We also found that 18 replicate pairs were deemed low-concordance by all three methods. In particular, in eight of these cases, replicate pairs classified as low-concordance by all three methods despite being deeply sequenced (>100 million reads) involved sample HIC014 from the GM12878 cell type (specifically HIC014 vs any of HIC004, HIC006, HIC010, HIC018, HIC022, HIC038, HIC042, HIC048). Upon closer inspection, we found that HIC014 exhibited an unusual pattern of uneven coverage across the genome (Figure 3D), likely explaining the observed results.
Finally, we also used the Hi-C data to check whether GenomeDISCO is able to detect differences in protocols or restriction enzymes used for each experiment (see Supplementary Figure 4A). We found that GenomeDISCO scores are lower for comparisons between samples prepared with dilution Hi-C versus in situ Hi-C. This observation is expected because dilution Hi-C experiments capture more random ligations between nuclear and mitochondrial DNA than in-situ Hi-C (see (Rao et al., 2014)). We also found that GenomeDISCO scores are higher for experiments performed with the same enzyme, compared to different enzymes (Supplementary Figure 4B).
In [1]:
require(ggplot2)
require(pheatmap)
require(PRROC)
require(ggplot2)
niceggplot=theme(panel.border = element_blank(),panel.grid.minor = element_blank(), axis.line = element_line(colour = "black"))+theme(axis.text=element_text(size=20),axis.title=element_text(size=20))+theme(panel.border = element_blank(), panel.grid.major = element_blank(),panel.grid.minor = element_blank(), axis.line = element_line(colour = "black"))
Parameters set in stone.
In [2]:
DATA_PATH='/ifs/scratch/oursu/paper_2017-12-20'
RES='50000'
SCORES_PATH=paste(DATA_PATH,'/results/rao/res',RES,'.final/compiled_scores',sep='')

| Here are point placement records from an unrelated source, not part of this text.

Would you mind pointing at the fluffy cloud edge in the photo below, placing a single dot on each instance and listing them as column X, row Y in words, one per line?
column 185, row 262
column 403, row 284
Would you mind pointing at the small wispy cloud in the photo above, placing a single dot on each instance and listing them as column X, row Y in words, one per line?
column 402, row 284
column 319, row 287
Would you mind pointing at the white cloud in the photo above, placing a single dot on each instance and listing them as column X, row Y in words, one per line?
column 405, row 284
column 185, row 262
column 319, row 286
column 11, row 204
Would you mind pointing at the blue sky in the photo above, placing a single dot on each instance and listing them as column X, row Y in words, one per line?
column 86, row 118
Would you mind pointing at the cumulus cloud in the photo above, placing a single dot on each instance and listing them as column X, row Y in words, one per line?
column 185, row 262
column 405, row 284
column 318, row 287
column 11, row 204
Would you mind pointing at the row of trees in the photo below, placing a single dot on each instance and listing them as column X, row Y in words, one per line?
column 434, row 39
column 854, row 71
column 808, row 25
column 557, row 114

PLOTS_PATH=paste(SCORES_PATH,'/plots',sep='')
system(paste('mkdir -p ',PLOTS_PATH))
DISTDEP_FILE=paste(DATA_PATH,'/results/rao/dd/dddiff.real.txt',sep='')

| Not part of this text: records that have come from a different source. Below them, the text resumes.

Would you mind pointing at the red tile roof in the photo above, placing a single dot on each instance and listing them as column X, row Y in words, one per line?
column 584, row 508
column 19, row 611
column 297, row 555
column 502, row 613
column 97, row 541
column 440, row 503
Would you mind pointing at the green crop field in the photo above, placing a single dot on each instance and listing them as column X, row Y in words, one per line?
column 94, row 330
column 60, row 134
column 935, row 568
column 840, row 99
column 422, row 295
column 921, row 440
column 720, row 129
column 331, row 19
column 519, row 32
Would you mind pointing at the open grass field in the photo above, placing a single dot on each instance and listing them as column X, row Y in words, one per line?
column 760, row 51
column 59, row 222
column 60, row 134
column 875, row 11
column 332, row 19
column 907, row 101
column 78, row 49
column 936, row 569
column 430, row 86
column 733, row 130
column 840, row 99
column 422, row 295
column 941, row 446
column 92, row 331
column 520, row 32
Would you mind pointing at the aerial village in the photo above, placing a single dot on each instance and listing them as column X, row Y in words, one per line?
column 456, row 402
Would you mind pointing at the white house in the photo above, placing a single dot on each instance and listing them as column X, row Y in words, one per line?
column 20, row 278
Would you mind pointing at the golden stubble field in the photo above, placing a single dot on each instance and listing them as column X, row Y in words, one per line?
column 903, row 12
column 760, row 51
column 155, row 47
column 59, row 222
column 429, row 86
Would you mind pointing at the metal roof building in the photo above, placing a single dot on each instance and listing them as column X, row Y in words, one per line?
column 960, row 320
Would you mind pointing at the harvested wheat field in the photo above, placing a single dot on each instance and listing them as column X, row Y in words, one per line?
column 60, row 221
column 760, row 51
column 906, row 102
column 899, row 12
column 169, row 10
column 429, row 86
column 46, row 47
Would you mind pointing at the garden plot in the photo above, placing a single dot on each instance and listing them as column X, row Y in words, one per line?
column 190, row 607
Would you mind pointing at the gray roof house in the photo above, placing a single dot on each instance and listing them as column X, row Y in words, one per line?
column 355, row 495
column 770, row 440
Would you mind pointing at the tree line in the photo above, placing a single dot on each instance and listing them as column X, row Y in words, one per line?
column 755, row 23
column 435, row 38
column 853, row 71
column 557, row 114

Divide datasets into training and test based on whether their dataset index is odd or even
In [3]:
metadata=read.table(paste(DATA_PATH,'/data/LA_metadata.txt',sep=''),header=TRUE,sep='\t')
rownames(metadata)=metadata[,'library']
train_data=metadata[seq(1,dim(metadata)[1],2),]

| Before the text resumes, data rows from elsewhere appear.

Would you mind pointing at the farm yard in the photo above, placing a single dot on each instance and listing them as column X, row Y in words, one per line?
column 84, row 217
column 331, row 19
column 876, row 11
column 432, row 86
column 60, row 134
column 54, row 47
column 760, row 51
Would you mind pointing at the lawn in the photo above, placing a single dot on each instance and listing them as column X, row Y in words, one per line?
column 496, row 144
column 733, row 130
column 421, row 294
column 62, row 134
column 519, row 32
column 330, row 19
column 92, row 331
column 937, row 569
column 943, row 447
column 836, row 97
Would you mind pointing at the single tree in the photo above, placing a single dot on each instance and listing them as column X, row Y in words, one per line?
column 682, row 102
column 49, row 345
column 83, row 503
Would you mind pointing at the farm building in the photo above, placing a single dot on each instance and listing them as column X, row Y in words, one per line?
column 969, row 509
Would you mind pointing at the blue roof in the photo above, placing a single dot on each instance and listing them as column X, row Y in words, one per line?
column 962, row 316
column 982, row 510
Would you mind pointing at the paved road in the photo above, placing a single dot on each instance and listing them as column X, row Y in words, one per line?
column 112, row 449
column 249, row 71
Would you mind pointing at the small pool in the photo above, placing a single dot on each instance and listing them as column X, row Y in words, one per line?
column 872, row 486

test_data=metadata[seq(2,dim(metadata)[1],2),]
print('Number of datasets in training set')
print(dim(train_data)[1])
print('Number of datasets in test set')
print(dim(test_data)[1])
Read in scores, for each time step, t, for GenomeDISCO
In [4]:
read_in_scores=function(f){
scores=read.table(f)
colnames(scores)[1:4]=c('chromosome','m1','m2','score')
#remove comparisons comparing one dataset to itself
same=which(as.character(scores[,2])==as.character(scores[,3]))
if (length(same)>0){
scores=scores[-same,]
}
rownames(scores)=paste(as.character(scores[,2]),as.character(scores[,3]))
return(scores[,-1])
}
disco_by_t=read_in_scores(paste(SCORES_PATH,'/HiC.GenomeDISCO.scores.multiple_t.genomewide.txt.gz',sep=''))
colnames(disco_by_t)=c('m1','m2','1','2','3','4','5')
head(disco_by_t)
Finding the optimal value of t (Figure 1B)
Obtain auPRC and auROC curves as a function of the parameter t
In [5]:
get_roc_pr_from_scores=function(scores){
myroc=roc.curve(scores.class0=scores[,'score'], weights.class0=scores[,'biorep'],curve=TRUE)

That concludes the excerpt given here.